UZ Brussel, Brussels 1090, Belgium

Received 14 October 2013; Accepted 19 November 2013

Academic Editors: A. Cho, B. Kirshtein, and G. Rallis

Copyright © 2013 C. Spitali et al. This is an open access article distributed under the Creative Commons Attribution License, which permits unrestricted use, distribution, and reproduction in any medium, provided the original work is properly cited.
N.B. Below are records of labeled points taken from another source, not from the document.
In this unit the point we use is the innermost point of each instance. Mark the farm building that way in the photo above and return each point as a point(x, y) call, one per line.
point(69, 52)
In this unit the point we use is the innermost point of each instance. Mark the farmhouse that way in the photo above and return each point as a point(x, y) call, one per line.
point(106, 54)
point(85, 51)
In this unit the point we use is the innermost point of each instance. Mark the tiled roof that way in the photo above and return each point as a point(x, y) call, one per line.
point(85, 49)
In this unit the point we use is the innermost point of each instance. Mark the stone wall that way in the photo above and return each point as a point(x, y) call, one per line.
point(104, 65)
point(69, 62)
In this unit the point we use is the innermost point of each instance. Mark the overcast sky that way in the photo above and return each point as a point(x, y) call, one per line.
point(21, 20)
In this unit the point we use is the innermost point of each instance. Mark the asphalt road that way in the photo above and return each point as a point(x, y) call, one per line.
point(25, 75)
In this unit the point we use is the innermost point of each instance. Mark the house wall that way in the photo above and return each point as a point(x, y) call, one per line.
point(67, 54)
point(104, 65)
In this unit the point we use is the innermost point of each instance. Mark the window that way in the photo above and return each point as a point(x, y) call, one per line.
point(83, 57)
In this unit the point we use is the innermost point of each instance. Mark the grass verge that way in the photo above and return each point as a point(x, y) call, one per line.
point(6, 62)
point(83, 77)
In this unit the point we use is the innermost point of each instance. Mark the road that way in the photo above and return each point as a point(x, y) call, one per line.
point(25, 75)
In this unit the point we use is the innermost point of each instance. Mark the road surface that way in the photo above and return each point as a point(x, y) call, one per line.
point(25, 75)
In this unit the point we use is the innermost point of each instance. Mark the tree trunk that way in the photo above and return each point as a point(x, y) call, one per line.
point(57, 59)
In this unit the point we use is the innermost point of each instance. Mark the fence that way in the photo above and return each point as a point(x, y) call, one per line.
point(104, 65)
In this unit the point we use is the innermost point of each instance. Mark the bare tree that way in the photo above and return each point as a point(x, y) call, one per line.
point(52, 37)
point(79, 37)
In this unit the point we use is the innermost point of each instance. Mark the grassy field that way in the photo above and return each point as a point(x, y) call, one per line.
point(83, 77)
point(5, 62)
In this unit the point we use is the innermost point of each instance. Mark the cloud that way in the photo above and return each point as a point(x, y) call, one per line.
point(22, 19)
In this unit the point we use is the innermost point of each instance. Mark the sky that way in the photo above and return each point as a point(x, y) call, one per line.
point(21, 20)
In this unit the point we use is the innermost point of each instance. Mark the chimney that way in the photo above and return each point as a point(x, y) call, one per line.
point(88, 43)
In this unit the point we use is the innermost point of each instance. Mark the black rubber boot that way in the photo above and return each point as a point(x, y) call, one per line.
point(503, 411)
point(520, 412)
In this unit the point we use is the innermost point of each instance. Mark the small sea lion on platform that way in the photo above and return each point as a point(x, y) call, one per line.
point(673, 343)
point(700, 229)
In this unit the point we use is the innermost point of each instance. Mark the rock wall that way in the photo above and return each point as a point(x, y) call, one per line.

Background. Laparoscopic adjustable gastric banding (LAGB) is a popular method for the treatment of morbid obesity. One of the most feared complications is gastric band erosion which occurs with a reported incidence of 0.3 to 14%. Intragastric migrated bands are best managed by endoscopic removal. Recent case studies reported successful endoscopic removal of intragastric migrated bands, but it is not always possible. We report our first experience with a transgastric removal of eroded bands using a Single Incision Laparoscopic Surgery (SILS) device. Methods. A patient who underwent gastric banding in the past (2007) presented with symptoms of epigastric pain and weight gain. Preoperative gastroscopy revealed stomach wall erosion with the gastric band partially (2/3) migrated into the gastric lumen. Attempts to remove the band by endoscopy were not successful. A laparoscopy was performed and multiple adhesions with evidence of inflammation was seen in the upper abdomen around the band. A SILS port was inserted through a 2 cm incision in the left hypochondrium with the internal ring of the port placed into the stomach through a small anterior gastrotomy. The band was cut in the stomach and removed. The anterior gastrotomy was closed. We had a perfect intragastric view of the gastric banding. Results. There were no intra- or postoperative complications. The patient was discharged on the fifth postoperative day on a gastric adapted diet. Conclusion. Removal of a gastric band after gastric erosion by SILS is feasible, safe, and effective. This is the first reported case of transgastric removal of eroded bands using an SILS device.